Dr. Wolfgang Boomgarden hat nun in seiner jüngsten Datenbank- und Literaturrecherche festgestellt, dass diese Schwelle bei vielen Verkaufsschlagern wie Omeprazol, Aripiprazol oder Duloxetin in vielen gängigen Tierspezies unterschritten wird, während die Bioverfügbarkeit im Menschen recht hoch ist - ein klassischer Fall von Speziesunterschieden. Warum wurden diese Arzneimittel dennoch entwickelt?

Und umgekehrt: wieviel Substanzen werden aufgrund einer zu geringen Bioverfügbarkeit im Tier nicht entwickelt, obgleich sie vielleicht im Menschen gut wirksam wären?

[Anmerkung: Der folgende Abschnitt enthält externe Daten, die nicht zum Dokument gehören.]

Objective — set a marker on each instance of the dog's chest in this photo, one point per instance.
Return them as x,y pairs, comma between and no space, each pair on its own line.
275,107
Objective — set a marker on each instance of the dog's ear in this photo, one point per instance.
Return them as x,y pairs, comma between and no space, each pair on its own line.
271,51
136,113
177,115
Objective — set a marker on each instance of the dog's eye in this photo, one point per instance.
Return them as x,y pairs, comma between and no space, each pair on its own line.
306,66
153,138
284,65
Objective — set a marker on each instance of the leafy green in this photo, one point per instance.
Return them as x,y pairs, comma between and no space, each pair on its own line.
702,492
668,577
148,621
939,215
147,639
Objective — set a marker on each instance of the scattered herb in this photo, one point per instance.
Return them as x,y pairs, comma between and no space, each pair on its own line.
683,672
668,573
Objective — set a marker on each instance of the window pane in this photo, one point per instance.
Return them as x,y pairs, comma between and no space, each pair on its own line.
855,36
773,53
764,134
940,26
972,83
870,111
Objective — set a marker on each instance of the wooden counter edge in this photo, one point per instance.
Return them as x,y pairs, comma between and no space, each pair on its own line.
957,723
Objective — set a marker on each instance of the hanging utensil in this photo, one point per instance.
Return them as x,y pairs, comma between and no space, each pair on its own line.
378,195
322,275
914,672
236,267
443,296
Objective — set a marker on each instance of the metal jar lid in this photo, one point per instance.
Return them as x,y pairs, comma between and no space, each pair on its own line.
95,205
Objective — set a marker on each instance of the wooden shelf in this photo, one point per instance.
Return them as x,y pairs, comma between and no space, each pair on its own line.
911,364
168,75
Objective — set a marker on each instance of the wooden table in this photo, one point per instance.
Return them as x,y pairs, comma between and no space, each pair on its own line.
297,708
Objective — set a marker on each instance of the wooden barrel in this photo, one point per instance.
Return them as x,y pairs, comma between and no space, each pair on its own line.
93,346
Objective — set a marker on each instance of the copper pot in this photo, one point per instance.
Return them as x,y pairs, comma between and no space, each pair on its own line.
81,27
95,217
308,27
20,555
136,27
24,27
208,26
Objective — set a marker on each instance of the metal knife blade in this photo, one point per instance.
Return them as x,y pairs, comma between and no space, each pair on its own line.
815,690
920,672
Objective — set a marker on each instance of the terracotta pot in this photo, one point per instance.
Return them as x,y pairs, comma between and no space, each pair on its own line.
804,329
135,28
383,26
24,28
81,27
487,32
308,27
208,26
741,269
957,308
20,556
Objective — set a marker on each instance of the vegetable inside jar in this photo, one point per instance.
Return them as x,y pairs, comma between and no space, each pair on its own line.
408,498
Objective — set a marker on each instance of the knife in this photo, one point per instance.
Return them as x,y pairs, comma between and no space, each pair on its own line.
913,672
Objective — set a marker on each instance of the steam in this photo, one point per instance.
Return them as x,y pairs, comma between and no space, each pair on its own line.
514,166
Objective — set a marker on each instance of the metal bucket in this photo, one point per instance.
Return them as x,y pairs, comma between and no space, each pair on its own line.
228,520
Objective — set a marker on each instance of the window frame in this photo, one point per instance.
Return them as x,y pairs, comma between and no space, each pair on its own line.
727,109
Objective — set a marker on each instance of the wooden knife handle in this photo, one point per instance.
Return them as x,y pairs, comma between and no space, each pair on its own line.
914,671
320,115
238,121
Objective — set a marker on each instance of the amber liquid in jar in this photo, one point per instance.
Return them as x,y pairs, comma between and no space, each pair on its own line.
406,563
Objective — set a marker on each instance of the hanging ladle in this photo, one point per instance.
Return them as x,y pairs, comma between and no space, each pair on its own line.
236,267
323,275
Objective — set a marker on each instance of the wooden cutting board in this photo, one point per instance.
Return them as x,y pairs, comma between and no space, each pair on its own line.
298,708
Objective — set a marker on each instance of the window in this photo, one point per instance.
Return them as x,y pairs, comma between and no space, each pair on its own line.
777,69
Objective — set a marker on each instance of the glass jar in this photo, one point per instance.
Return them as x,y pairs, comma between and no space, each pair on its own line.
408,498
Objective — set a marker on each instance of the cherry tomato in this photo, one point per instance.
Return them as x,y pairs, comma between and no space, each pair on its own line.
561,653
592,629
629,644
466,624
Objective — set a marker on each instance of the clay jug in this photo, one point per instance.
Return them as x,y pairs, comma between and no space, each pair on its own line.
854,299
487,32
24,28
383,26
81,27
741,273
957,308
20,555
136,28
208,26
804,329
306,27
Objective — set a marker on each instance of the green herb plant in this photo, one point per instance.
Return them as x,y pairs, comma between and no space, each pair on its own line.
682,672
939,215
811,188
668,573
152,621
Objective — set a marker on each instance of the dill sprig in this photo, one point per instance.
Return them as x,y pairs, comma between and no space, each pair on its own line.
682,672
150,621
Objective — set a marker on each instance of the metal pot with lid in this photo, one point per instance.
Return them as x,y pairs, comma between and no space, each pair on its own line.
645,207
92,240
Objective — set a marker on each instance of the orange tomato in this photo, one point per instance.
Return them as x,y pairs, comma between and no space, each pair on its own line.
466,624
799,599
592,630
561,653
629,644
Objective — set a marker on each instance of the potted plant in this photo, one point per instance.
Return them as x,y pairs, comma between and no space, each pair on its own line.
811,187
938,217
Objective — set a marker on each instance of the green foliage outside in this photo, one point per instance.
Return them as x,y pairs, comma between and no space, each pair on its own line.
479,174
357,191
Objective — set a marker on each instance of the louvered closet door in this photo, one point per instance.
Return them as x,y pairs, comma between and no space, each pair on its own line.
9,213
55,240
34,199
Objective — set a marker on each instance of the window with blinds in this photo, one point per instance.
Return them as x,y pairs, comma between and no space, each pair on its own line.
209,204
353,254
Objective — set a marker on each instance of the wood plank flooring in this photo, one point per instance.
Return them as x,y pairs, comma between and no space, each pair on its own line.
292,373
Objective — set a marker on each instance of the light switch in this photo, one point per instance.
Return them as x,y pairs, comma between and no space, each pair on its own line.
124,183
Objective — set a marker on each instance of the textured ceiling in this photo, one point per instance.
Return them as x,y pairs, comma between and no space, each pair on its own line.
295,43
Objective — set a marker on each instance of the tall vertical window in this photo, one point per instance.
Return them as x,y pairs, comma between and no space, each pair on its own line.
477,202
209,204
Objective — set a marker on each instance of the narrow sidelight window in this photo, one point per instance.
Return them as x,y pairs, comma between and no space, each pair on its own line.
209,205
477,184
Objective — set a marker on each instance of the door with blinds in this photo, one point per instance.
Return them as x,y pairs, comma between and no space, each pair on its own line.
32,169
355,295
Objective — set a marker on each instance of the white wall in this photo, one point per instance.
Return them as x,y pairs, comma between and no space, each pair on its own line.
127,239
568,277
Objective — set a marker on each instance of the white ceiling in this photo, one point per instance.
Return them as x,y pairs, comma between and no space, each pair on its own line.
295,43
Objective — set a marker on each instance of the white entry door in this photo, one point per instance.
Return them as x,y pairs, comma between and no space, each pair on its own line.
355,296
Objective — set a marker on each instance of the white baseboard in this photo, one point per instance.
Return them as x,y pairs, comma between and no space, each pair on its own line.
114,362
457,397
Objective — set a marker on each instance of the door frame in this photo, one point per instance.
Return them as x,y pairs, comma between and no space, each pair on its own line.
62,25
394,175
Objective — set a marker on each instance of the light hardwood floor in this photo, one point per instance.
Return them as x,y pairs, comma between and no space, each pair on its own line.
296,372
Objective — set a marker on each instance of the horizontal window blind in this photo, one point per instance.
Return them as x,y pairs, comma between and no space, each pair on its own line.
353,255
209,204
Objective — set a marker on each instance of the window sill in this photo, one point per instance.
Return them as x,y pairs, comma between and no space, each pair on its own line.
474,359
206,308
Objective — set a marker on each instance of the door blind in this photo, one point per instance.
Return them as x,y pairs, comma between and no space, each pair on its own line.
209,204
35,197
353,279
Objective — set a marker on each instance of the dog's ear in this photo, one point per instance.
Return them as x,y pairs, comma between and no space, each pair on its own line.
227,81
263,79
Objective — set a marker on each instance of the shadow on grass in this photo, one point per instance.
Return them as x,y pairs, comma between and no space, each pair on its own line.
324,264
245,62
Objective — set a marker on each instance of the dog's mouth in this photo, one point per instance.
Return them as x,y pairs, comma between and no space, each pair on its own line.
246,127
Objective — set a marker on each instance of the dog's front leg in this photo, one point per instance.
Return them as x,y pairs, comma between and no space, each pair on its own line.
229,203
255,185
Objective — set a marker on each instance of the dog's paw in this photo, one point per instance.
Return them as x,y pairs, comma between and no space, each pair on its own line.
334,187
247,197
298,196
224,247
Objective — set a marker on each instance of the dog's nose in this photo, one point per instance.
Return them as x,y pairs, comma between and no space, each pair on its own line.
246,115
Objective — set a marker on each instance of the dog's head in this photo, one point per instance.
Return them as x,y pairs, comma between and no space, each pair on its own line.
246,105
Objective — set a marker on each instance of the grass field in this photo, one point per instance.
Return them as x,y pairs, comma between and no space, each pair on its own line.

Dr. Wolfgang Boomgaarden von PharmInformatic will mit seinem Expertensystem zu Bioverfügbarkeit genau diese Fragen im Vorfeld beantworten helfen und gleichzeitig den Einsatz von Tieren möglichst reduzieren.

Hier geht es zum Aufsatz:
http://www.pharmainformatic.com/html/blockbuster_drugs.html

* Literatur:
Veber, DF, Johnson, SR, Cheng, H-Y, Smith, BR, Ward, KW & Kopple, KD (2002): Molecular Properties That Influence the Oral Bioavailability of Drug Candidates. J. Med. Chem. 45: 2615-2623.


Omeprazol ist ein Arzneistoff aus der Gruppe der Protonenpumpenhemmer, der zur Behandlung von Magen- und Zwölffingerdarmgeschwüren sowie bei Refluxösophagitis eingesetzt wird. Die Bioverfügbarkeit im Menschen  liegt bei 35 % und steigt bei wiederholter Gabe auf 60 %.

Duloxetin ist ein Arzneimittel zur Behandlung von Depressionen und allgemeinen Angstzuständen. Die absolute orale Bioverfügbarkeit im Menschen schwankt enorm und kann je nach Patient zwischen 32 % und 80 % liegen. Grund ist ein  starker First-Pass-Effekt-Unterschied aufgrund von Geschlecht, Alter, Raucherstatus, Nahrungsaufnahme und Enzymaktivität des fremdstoffmetabolisierenden Enzyms CYP2D6.

Aripiprazol ist ein Arzneistoff zur Behandlung von Schizophrenie, von mäßigen bis schweren manischen Phasen der Bipolar-I-Störung und und zur Vorbeugung vor neuen manischen Episoden. Die orale Bioverfügbarkeit im Menschen beträgt 87%.